= Tawalla and tabarru' =

Concepts in Shia Islam

The Arabic pair tawalla-tabarru' and the closely related pair walaya-bara’a both refer to the following complementary concepts in Shia Islam: Tawalla and walaya denote the unconditional loyalty, alliance, devotion, love, and obedience of Shia Muslims toward their imams and the Islamic prophet Muhammad, while tabarru’ (tabarra in Persian) and bara’a signify their dissociation and detachment from enemies of Muhammad, imams, and imams' followers. Both pairs can be translated as affiliation-dissociation or avowal-disavowal.

== Significance==

In Shia Islam, walaya characterizes the spiritual bond between followers and their imams, a bond that surpasses politics and self-interest. So central is this concept that the defining feature of Shia Islam is walaya toward Ali ibn Abi Talib, the first Shia imam, and later imams from his descent. (Note: Various branches of Shia Islam, however, disagree about the identity of imams after Ali.) Twelvers, the largest branch of Shias, even consider walaya-bara'a a requirement for acceptance of one's good deeds. This love and devotion to imams, Shia scholars argue, is due not just because of imams' noble descent but also because of their virtues and merits. Shia scholars also contend that obedience to imams benefits the believers first and foremost, for imams are regarded therein as vehicles for salvation of their followers. The term walaya (or wilaya) also conveys the all-encompassing political and religious authority of Shia imams, for most Shias regard their imams as divinely-ordained successors of Muhammad.

Bara’a is either subsumed by or viewed as a necessary complement to walaya. Especially the former may be kept hidden under persecution but otherwise manifested in imprecations or social ostracism, such as withholding alms tax from enemies and not praying behind them. By practicing tawalla-tabarru’, it is said, one can take sides in the eternal fight between good and evil or, in Shia vocabulary, the fight between forces of knowledge and ignorance. Love and respect for Muhammad and his progeny is also exercised in Sunni Islam, and open enmity with them is rare among Muslims, but the Shia practice of tawalla-tabarru’ is nevertheless condemned by hardline Sunnis, such as Hanbalis.

== History==

Early in the Islamic history, rather than sects, some Muslims belonged to communities, the boundaries of which were defined through affiliation with one's co-religionists and dissociation from everyone else. Ali ibn Abi Talib was reportedly not very fond of excommunicating other Muslims during his tumultuous caliphate, which coincided with the first Muslim civil war. Nevertheless, some of his followers and their enemies did practice bara'a, and the related terminology appears in the unconditional public pledge of allegiance (bay'ah) offered to Ali before the Battle of Nahrawan (658) against the Kharijites, who had earlier left Ali’s camp. Kharijites themselves practiced tawalla-tabarru', as evidenced by their many instances of violence against civilians who supported Ali.

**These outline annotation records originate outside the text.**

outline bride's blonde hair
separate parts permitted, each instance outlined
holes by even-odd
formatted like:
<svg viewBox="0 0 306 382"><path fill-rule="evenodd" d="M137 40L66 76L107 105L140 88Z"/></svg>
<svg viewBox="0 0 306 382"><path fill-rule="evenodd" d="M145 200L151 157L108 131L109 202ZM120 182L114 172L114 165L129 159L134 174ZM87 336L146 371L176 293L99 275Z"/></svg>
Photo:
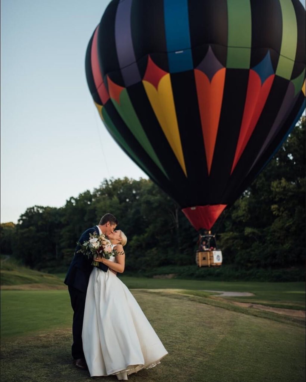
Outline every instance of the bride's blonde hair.
<svg viewBox="0 0 306 382"><path fill-rule="evenodd" d="M120 244L122 247L124 247L125 244L126 244L127 241L127 238L126 236L124 235L124 233L121 230L119 230L120 231L120 237L121 238Z"/></svg>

Probably in the second century of Islam, bara'a was extended beyond Ali's enemies during his caliphate to include the majority of Muhammad’s companions, especially Abu Bakr and Umar, the first and second caliphs, respectively. Later imams augured that Abu Bakr and Umar had usurped the caliphate from Ali, Muhammad's designated successor at the Ghadir Khumm (632), and most companions either participated or acquiesced to this power grab. Walaya-bara’a thus became an article of faith under Shia imams, particularly Muhammad al-Baqir and Ja'far al-Sadiq, respectively, the fifth and sixth of the twelve imams in Twelver Shi'ism. Yet al-Baqir, for instance, is not known to have publicly reviled Abu Bakr and Umar, most likely because he exercised religious dissimulation (taqiyya), for imams and their followers were relentlessly persecuted in that period.

Those who were perceived to be altering imams' teachings were also excommunicated by imams, but they also warned their followers not to dissociate from those who differed in harmless ways, ascribing such differences to many levels of faith. Imams even discouraged dissociation from those non-Shias who were not hostile. Such non-Shias, it was argued, were not true believers ( mu’min) but they still counted as Muslims and were entitled to their legal rights. Excommunication is still occasionally exercised today by some Shia scholars. The term bara’a also appears in the Quran, the central text of Islam, late in Muhammad's career, probably around 630–632. This Quranic message of dissociation from disbelievers may have been delivered in Mecca by Ali on behalf of Muhammad.